Il n’est pas rare que le biterrois exagère quand il parle, et chacun a appris à relativiser la parole de son voisin, surtout quand il s’agit de taille ou de quantité. Ce scepticisme a donné naissance au mécanisme linguistique de persuasion, pour prévenir la mise en doute de l’interlocuteur : cette fois-ci c’est vrai. Celà se traduit alors par des précautions verbales telles que « sans déconner », « sans mentir », « je te jure », « tu me croiras ou pas ».

« Tu me croiras ou pas, c’était 8h du matin, le mec il sentait le pastaga à plein nez ».

Le bénéfice immédiat pour le narrateur: il a un coup d’avance sur son interlocuteur en prévenant le doute qu’il pourrait avoir sur la fiabilité des informations. Cette fois-ci c’est pas des craques.

4) Le « Aaallez », tournure d’apaisement

Pacifique, le biterrois essaie d’abord de tempérer. Il dit « aaaaalllez » en soupirant, ce qui est un signe d’apaisement dans les codes biterrois. On dit « aaaalllez » pour tout. Quand par exemple le coiffeur vous invite à vous asseoir au shampooing il vous dit « aaalllez, on va se laver le cheveux ». Ecoutez :

Avant un conflit, dire « aaallez » est une tentative de trouver une solution pacifiée, en jouant la clémence (si la personne est un peu pompette par exemple, ça arrive à tous).

« aaalllez, rentre chez toi hein. Tu as bu, t’es saoul mon ami ».

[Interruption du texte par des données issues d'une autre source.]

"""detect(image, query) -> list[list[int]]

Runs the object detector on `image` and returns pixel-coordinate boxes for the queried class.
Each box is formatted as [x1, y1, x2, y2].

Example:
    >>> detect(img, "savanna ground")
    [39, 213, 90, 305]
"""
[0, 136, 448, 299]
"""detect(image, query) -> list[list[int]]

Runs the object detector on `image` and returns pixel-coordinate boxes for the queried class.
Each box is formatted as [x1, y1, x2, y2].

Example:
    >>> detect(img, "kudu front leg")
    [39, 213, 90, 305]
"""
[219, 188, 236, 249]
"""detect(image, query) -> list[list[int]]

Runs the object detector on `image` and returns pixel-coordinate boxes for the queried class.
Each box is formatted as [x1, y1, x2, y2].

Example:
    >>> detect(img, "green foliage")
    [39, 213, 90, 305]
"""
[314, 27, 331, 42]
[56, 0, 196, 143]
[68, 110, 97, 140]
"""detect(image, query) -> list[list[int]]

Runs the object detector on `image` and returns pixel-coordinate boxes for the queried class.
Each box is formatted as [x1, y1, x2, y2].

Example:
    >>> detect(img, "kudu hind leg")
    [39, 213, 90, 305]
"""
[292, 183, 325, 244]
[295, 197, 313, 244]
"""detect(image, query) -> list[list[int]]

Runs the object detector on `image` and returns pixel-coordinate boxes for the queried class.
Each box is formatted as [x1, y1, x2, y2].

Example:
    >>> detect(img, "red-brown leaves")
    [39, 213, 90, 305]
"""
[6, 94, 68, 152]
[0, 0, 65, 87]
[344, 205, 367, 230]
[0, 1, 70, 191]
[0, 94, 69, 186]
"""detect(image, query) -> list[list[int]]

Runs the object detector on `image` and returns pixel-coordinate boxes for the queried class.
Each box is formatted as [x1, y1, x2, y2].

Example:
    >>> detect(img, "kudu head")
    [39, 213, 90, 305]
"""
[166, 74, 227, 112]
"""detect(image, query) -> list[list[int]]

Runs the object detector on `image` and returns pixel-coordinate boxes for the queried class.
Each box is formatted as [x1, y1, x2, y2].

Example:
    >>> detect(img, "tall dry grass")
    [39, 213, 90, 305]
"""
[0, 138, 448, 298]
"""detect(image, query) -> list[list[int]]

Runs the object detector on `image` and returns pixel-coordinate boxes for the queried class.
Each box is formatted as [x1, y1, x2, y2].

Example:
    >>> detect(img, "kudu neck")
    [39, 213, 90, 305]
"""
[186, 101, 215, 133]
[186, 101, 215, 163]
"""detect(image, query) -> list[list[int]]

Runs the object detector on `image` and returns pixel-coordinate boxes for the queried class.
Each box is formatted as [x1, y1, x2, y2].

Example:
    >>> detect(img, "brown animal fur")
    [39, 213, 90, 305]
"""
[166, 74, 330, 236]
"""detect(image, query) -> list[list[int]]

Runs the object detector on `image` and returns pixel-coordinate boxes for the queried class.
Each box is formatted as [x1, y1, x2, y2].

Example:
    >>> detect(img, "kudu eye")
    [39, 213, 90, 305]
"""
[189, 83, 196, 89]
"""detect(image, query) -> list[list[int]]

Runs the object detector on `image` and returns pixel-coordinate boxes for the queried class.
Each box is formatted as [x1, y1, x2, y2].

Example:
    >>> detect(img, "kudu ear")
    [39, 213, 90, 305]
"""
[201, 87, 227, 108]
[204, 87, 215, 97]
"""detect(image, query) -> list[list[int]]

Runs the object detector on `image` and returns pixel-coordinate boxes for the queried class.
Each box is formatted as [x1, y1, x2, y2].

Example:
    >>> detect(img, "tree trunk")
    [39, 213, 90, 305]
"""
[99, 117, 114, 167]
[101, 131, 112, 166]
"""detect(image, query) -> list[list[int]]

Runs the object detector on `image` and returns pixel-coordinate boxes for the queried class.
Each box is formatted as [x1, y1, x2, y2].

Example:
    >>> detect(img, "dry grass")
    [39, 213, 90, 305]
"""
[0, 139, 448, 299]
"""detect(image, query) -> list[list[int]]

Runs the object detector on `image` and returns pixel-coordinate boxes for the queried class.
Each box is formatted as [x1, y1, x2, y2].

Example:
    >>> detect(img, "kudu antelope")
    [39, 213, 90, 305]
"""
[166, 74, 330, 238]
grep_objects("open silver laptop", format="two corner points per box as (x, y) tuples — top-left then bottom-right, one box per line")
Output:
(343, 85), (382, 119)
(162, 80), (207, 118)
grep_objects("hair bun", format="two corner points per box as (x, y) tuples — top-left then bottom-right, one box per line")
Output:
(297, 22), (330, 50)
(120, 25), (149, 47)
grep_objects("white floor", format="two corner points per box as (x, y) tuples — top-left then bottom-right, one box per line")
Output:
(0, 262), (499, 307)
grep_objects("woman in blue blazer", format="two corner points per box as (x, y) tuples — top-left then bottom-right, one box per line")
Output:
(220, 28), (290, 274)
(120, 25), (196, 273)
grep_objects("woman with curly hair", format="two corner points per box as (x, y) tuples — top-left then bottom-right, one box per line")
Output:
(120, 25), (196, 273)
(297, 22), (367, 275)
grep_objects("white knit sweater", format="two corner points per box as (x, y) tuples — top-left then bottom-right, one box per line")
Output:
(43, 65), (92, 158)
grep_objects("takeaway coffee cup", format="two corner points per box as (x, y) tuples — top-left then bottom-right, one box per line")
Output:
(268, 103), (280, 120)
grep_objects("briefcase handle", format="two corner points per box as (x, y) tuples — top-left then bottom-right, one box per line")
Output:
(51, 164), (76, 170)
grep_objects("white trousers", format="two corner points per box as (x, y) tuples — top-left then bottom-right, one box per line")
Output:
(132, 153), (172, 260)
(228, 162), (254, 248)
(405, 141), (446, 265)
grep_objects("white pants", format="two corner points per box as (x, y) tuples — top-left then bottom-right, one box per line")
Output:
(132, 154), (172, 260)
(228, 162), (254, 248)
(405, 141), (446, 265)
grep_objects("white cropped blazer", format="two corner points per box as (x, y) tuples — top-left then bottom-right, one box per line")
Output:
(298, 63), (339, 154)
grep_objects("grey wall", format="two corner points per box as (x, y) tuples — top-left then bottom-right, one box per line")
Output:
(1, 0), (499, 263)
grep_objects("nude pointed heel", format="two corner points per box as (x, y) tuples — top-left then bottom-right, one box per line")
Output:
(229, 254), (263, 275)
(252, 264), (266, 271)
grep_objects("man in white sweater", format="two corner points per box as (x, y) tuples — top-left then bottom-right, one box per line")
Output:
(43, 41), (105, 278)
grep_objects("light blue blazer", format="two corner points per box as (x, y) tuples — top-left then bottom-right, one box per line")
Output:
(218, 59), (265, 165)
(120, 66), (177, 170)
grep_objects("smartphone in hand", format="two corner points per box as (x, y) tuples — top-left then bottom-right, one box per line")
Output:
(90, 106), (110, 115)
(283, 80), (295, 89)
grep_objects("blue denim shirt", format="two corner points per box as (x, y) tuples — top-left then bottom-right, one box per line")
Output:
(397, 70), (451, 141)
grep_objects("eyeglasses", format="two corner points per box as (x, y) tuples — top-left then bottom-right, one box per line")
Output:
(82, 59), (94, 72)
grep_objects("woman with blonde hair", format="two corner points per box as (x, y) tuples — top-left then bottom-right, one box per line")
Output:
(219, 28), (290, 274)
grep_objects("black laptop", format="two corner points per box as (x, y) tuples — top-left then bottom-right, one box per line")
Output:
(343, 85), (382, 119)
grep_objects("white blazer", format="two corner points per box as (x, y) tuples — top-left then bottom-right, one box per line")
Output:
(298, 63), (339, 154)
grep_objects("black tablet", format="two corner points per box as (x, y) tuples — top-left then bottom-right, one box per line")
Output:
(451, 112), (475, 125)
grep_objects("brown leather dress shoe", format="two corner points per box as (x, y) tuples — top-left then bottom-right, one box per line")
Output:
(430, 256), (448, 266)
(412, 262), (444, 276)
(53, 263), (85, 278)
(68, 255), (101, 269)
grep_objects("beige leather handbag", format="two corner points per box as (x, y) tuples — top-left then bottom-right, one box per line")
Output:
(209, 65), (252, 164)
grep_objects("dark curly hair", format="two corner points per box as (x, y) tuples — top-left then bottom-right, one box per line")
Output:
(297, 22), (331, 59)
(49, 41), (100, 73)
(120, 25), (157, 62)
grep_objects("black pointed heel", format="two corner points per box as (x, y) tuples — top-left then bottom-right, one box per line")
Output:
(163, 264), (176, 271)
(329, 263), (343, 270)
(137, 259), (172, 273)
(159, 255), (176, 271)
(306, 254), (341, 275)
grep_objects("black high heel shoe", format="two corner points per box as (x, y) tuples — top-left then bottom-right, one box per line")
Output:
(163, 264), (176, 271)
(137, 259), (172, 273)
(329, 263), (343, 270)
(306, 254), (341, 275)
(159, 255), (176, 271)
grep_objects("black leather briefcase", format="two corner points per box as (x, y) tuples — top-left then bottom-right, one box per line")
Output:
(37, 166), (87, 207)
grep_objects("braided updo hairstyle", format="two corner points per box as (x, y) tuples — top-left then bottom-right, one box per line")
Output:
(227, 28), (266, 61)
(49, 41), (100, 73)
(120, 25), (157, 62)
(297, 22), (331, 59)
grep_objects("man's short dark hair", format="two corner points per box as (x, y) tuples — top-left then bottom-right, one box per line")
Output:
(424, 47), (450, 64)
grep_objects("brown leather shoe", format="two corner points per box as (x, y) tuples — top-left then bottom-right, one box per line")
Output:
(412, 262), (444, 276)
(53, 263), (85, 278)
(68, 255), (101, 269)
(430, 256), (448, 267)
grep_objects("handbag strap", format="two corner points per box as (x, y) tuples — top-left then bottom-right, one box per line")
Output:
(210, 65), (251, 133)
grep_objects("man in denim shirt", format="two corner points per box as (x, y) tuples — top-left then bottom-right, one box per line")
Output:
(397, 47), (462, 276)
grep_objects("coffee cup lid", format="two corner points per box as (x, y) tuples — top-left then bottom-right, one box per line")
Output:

5) faire ressentir la colère éprouvée

Rebondissement, car le rival ne se calme pas. Le biterrois n’est clément qu’une fois ! Sanguin, on sait tous qu’il faut pas le faire caguer, au grand risque de lui faire monter les arcanettes ! Le mot spécial du cru sort tout seul : « Einculé ! ». Attention, il faut le prononcer avec un temps de suspension au milieu, et une insistance sur le « CU » – lé.

Le biterrois place alors ses mains en crochet devant sa gorge, afin de représenter  que « les boules » sont montées à la gorge.

« EIN – CCCU – lé ! (placer les mains en crochets devant la gorge) Je les avais grosses comme ça ! ».

De la sorte, l’interlocuteur parvient par un procédé d’empathie à sentir la colère qu’a pu ressentir la personne.

6) Le mot étincelle

On arrive au point d’acmé de la montée d’arcanette: le mot ou la chose que la future victime n’aurait pas du faire ou prononcer.

 » Et là le mec il me dit LE truc qu’il fallait pas me dire :  » ha ha si je rentre chez moi c’est pour aller voir ta femme.. »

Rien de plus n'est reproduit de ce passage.